少し周りを歩いてみるが、ぐるりと塀で囲まれた敷地にはそれなりの面積があるらしい。どうやって中の様子を窺ったものかと、リゲルが首を捻っていた最中。
「――あら」
近い。背後から上げられた声に、反射とも言える所作で振り向いた。
「どうしました?」
リゲルの目に映り込んだのは、柔和そうな印象を受ける壮年の女性。……両手には大きな布製の買い物袋。聖職者用の衣服を纏っていることから、目の前の教会の関係者なのだろうということが分かる。問い掛けるような視線――。
「若い人がこんなところで。教会に何か御用ですか?」
「……ああ、いや、その」
動転して狼狽える。何か言おうとするが、適切な台詞が頭に思い浮かんでこない。注がれているその眼差しがいつ疑心の眼付きに変わるだろうかという考えが、リゲルの口を一層重いものにしていた。
「俺は――」
言い掛けて。逸らされることのない瞳に、腹を括る。
「――シトー学園の学生で。ジェインって奴と、知り合いなんですが」
「まあ」
狙い通り、女性の表情が変わる。
「ジェインのお友達の方ですか。今丁度他の友だ――知り合いの方々もいらっしゃってますから、案内しますね」
「いえ――!」
マズイ。続け様に訪れた窮地に頬が引きつるのを感じながらも、ここで流されてしまっては終いと。

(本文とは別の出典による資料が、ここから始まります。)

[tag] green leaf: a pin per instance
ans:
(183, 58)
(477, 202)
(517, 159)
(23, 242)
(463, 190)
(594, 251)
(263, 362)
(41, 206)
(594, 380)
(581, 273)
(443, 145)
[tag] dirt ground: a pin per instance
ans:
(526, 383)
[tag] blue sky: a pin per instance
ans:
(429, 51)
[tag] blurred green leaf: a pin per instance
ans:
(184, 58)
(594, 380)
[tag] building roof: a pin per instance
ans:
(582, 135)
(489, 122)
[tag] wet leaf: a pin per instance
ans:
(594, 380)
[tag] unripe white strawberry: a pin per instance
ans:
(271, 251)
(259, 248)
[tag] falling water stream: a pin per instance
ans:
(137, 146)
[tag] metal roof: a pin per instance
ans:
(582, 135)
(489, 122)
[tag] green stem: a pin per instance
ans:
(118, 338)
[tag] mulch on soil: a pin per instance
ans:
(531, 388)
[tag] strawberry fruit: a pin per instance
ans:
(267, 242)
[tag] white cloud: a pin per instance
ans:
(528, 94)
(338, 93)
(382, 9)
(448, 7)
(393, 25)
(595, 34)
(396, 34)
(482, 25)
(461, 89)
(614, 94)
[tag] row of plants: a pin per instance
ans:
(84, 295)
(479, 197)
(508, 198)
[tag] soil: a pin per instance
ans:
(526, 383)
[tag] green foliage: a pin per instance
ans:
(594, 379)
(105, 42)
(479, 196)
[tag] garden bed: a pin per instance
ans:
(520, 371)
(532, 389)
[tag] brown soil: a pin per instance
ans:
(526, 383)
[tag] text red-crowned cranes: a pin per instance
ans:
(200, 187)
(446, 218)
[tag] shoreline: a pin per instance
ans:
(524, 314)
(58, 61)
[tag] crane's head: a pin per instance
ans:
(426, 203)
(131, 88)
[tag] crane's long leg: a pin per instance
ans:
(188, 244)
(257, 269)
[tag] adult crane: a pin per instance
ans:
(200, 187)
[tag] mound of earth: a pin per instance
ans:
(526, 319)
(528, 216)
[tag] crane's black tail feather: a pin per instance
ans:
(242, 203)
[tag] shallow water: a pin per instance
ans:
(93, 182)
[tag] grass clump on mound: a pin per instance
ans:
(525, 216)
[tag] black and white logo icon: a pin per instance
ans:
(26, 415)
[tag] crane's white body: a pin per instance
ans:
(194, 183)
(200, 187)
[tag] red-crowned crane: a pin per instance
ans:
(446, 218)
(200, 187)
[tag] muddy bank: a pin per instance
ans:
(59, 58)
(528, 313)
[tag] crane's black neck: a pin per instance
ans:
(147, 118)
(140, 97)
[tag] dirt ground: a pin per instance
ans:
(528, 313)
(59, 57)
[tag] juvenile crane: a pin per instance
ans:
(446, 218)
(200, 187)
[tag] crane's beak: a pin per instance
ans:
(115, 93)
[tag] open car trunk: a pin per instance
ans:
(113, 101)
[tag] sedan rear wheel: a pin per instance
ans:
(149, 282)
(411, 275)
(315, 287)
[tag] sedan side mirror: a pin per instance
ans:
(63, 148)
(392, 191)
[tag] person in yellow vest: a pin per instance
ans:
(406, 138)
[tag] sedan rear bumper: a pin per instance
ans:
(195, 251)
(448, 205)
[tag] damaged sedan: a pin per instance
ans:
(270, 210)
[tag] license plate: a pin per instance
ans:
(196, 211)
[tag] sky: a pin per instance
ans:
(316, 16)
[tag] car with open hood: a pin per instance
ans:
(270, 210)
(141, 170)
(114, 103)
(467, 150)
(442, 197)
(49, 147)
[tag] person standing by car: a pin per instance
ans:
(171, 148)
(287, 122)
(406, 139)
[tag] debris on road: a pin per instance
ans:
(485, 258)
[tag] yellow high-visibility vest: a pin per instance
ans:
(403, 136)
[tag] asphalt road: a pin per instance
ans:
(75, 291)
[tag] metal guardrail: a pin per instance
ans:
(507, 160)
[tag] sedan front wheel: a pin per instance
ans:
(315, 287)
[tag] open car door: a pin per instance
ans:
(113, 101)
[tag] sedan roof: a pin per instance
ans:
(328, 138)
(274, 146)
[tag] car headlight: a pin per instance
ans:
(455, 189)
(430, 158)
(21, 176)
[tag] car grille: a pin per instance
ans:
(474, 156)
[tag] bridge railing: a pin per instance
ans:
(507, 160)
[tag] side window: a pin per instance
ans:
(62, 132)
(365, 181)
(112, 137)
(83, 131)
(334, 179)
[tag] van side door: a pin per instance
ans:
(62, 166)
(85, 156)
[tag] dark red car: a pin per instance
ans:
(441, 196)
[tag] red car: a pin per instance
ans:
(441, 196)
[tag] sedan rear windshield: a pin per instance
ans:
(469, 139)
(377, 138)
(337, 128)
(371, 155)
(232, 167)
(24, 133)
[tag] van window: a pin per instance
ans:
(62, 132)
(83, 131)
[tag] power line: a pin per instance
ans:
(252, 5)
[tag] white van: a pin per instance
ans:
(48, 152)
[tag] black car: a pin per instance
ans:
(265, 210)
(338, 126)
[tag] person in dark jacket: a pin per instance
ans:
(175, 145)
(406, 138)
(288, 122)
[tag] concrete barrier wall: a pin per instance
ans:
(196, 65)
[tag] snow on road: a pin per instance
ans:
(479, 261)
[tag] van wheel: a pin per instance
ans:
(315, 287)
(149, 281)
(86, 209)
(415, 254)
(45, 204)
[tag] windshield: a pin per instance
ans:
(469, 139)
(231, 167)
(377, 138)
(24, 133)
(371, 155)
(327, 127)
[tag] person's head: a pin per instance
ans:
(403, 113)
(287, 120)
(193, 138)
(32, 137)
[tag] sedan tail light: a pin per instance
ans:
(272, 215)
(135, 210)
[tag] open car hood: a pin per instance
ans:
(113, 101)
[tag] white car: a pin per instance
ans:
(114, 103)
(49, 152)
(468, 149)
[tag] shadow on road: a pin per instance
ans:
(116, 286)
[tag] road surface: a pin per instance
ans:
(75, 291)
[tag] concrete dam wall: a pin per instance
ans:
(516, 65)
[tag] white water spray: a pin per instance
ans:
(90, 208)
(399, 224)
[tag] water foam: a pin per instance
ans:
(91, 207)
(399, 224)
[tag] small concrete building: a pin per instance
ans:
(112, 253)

「ちょっと様子見に来ただけなんで! あいつ、付き合い悪いんで、このところどうしてるかって思いまして!」
「あら……そうなんですか?」
「はい――そりゃあもう!」
――マジでだせえ。
止め処なく汗の噴き出てくる額を自覚しながらリゲルは思う。もっとスマートに、狼狽えずに決められるようでなくては話にならない。とはいえ……。
「そうですか……」
乗り越えられたようだとそう判断する。女性の顔付きは既に不審がる様子もなく、リゲルが述べた言葉を受け入れる段にあるようだと、そのことを見て取り。
「――んじゃあ、俺はこの辺で……」
このまま騒いでいれば最悪中の人物たちに気付かれかねない。特にジェイン本人にでもこの様子を見られた場合、どうなるかは想像に難くない。出てきた黄泉示たちと出くわす前に退散するのが一番と、そう考えて踵を――。
「――待って下さい」
「――っ」
返そうとした途端、良いタイミングで掛けられたその声に足が止まる。何かを決心したように此方を見る女性の視線。
「その、私の口から言うのも変な話かもしれませんが……」
ばれたのかとの思い付きは直ぐに払拭される。少し躊躇いがちに。
「ジェインの付き合いが悪いのは、あの子の所為じゃないんですよ」
「――」
そんなことを言ってきた。……ジェインの情報を知るまたとないチャンス。黄泉示たちに見付かるリスクはあるが、ここで下がればただの無駄足と。